21. Legislative reapportionment plans must be scrutinized to determine if they were enacted with the prohibited "purpose" of denying or abridging black voting strength. The prohibited "purpose" of section 5 may be described as the sort of invidious discriminatory purpose that would support a challenge to official action as an unconstitutional denial of equal protection. A law neutral on its face and serving legitimate state ends cannot be held invalid under the Equal Protection Clause without proof of discriminatory purpose. Accordingly, in examining the statutory plan, proof of discriminatory racial purpose is necessary for a finding of the "purpose" proscribed in section 5. Washington v. Davis, 426 U.S. 229, 239-48, 96 S. Ct. 2040, 2047-2051, 48 L. Ed. 2d 597 (1976).
22. Mississippi's evidence demonstrates that the principal actors in the development of S.B. 3098 and H.B. 1491 acted with a benign purpose.
Defendants concede they have no evidence to the contrary and are unable to name anyone they contend acted with improper purpose.

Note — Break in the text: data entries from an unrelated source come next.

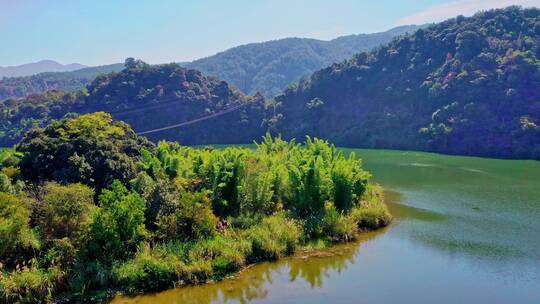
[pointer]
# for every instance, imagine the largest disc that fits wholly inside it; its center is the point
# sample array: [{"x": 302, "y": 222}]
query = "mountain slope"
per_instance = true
[
  {"x": 38, "y": 67},
  {"x": 464, "y": 86},
  {"x": 269, "y": 67},
  {"x": 147, "y": 97},
  {"x": 14, "y": 87}
]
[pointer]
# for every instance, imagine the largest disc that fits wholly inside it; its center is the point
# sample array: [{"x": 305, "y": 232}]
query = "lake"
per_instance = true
[{"x": 466, "y": 230}]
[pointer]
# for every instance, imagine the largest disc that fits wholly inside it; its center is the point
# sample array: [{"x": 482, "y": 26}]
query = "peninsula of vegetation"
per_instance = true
[{"x": 88, "y": 209}]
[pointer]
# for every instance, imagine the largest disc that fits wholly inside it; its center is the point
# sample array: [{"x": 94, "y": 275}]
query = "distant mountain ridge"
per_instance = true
[
  {"x": 38, "y": 67},
  {"x": 467, "y": 86},
  {"x": 268, "y": 67}
]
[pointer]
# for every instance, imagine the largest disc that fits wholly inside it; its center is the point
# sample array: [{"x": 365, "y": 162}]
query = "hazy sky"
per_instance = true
[{"x": 94, "y": 32}]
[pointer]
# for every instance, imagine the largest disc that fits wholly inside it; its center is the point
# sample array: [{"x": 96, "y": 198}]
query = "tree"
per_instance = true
[
  {"x": 118, "y": 225},
  {"x": 65, "y": 211},
  {"x": 91, "y": 149},
  {"x": 16, "y": 236}
]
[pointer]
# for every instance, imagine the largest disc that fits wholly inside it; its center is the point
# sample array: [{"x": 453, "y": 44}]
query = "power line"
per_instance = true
[{"x": 193, "y": 121}]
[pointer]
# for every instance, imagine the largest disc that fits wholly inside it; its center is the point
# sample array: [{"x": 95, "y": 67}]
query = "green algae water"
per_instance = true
[{"x": 466, "y": 230}]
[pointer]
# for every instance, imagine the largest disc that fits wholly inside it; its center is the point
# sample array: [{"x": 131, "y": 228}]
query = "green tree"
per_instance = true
[
  {"x": 91, "y": 149},
  {"x": 16, "y": 235},
  {"x": 118, "y": 225},
  {"x": 65, "y": 211}
]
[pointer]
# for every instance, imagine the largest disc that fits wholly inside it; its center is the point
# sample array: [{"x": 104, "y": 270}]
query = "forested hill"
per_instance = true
[
  {"x": 464, "y": 86},
  {"x": 13, "y": 87},
  {"x": 269, "y": 67},
  {"x": 266, "y": 67},
  {"x": 147, "y": 97}
]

Defendant-intervenors, likewise, have failed to introduce such evidence.
23. Defendants and defendant-intervenors have suggested that incumbency concerns in the fashioning of the legislature's plans resulted in an impermissibly racially-discriminatory purpose. It is not improper, however, for a legislative body to consider incumbency in fashioning a reapportionment plan, nor does it demonstrate invidiousness, especially here where the evidence shows incumbency concerns were not permitted to encroach upon configurations designed to recognize and protect black voting strength. White v. Weiser, 412 U.S. 783, 797, 93 S. Ct. 2348, 2355, 37 L. Ed. 2d 335 (1973); Burns v. Richardson, 384 U.S. 73, 89 n. 16, 86 S. Ct. 1286, 1295, 16 L. Ed. 2d 376 (1966).
24. The implementation of S.B. 3098 and H.B. 1491 for the 1979 quadrennial legislative elections in the State of Mississippi will not have either the purpose or effect of denying or abridging the full and free exercise of the right to vote of black citizens in that state.
25. Plaintiff's prayer for a declaratory judgment preclearing S.B. 3098 and H.B. 1491 as a valid reapportionment plan for use in the 1979 quadrennial election should be granted.
26. Since the statutory plan is upheld, it shall supersede the Connor Court plan of April 13, 1979. Per curiam opinion of the United States Supreme Court in Connor v. Coleman, 440 U.S. 612, 99 S. Ct. 1523, 59 L. Ed. 2d 619 (1979).